The cosine of the angle \( \theta \) between two vectors \( \mathbf{v} \) and \( \mathbf{u} \) reveals how aligned or perpendicular the vectors are with respect to each other. It's found using the formula:

• \( \cos(\theta) = \frac{\mathbf{v} \cdot \mathbf{u}}{|\mathbf{v}||\mathbf{u}|} \)

By inputting our previous results:

• \( \mathbf{v} \cdot \mathbf{u} = 10 + \sqrt{17} \)
• \( |\mathbf{v}| = \sqrt{26}, |\mathbf{u}| = \sqrt{21} \)

We find:

• \( \cos(\theta) = \frac{10 + \sqrt{17}}{\sqrt{26} \times \sqrt{21}} \)

This ratio tells us the relative orientation of the vectors. A cosine of 1 indicates they’re perfectly aligned; -1, perfectly opposed; and 0, perfectly perpendicular.

The scalar component of one vector in the direction of another gives the "shadow" or "footprint" of that vector along the direction of the other. This concept is pivotal when you need to find how much of a vector's magnitude points in a specific direction.
It is represented by:

• \( \text{scalar component} = \frac{\mathbf{v} \cdot \mathbf{u}}{|\mathbf{v}|} \)

Plugging in our prior calculations:

• \( \mathbf{v} \cdot \mathbf{u} = 10 + \sqrt{17} \)
• \( |\mathbf{v}| = \sqrt{26} \)

We calculate:

• \( \text{scalar component} = \frac{10 + \sqrt{17}}{\sqrt{26}} \)

This scalar gives a simplified measure of how much \( \mathbf{u} \) extends in the direction of \( \mathbf{v} \).

The vector projection is the representation of one vector onto another, showing how one vector linearly "falls" onto another.

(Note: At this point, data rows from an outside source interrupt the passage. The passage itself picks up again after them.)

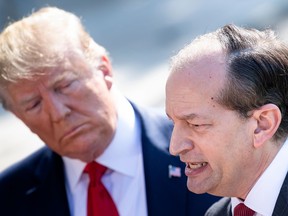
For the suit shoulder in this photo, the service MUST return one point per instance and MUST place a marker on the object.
(23, 169)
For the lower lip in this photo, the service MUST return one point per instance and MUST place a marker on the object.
(194, 172)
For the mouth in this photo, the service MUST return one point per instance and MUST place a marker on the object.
(72, 132)
(196, 165)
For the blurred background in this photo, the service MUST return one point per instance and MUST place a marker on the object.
(141, 36)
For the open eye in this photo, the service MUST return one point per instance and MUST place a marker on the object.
(33, 105)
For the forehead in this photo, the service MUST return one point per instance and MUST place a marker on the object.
(196, 81)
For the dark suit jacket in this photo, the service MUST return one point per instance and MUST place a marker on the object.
(35, 186)
(224, 208)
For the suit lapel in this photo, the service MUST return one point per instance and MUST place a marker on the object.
(159, 187)
(281, 207)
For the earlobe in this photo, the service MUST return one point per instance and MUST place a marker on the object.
(268, 120)
(106, 68)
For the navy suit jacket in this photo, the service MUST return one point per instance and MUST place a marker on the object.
(35, 186)
(224, 208)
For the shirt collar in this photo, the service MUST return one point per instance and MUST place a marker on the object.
(122, 153)
(263, 196)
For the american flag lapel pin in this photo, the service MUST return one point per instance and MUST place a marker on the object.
(174, 171)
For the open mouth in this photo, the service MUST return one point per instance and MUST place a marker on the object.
(196, 165)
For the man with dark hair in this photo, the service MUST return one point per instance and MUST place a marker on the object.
(227, 95)
(104, 155)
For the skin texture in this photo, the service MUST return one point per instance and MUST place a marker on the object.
(70, 107)
(217, 144)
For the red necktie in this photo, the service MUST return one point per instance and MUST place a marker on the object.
(99, 201)
(242, 210)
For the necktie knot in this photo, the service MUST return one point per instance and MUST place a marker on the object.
(95, 172)
(243, 210)
(99, 201)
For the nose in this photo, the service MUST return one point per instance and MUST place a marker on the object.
(180, 142)
(57, 108)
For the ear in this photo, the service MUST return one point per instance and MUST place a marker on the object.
(106, 68)
(268, 120)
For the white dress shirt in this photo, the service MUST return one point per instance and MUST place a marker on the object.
(124, 178)
(263, 196)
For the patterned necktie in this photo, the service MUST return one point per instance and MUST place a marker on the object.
(99, 202)
(242, 210)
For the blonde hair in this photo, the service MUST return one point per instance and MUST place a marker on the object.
(42, 40)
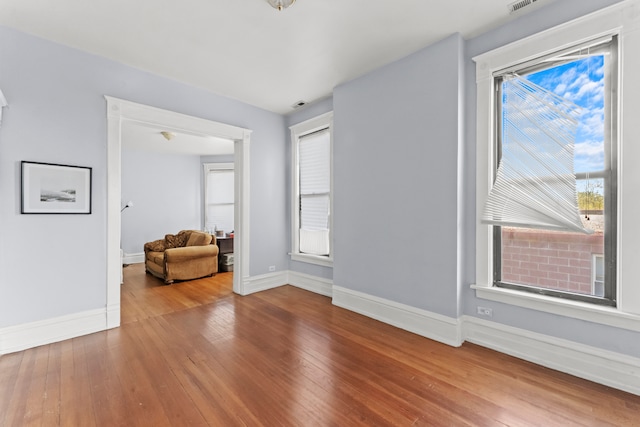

It's a vector itself, which essentially tells us how much of the vector \( \mathbf{u} \) is pointing in the direction of \( \mathbf{v} \).
For vector projection:

• \( \text{proj}_{\mathbf{v}} \mathbf{u} = \left( \frac{\mathbf{v} \cdot \mathbf{u}}{\mathbf{v} \cdot \mathbf{v}} \right) \mathbf{v} \)

With \( \mathbf{v} \cdot \mathbf{u} = 10 + \sqrt{17} \) and \( \mathbf{v} \cdot \mathbf{v} = 26 \), the expression becomes:

• \( \text{proj}_{\mathbf{v}} \mathbf{u} = \left( \frac{10 + \sqrt{17}}{26} \right) (5 \mathbf{i} + \mathbf{j}) \)

Projection transforms the multidimensional relationship into a simple linear perspective, offering insights into problems like force distributions and directionality in physics and engineering.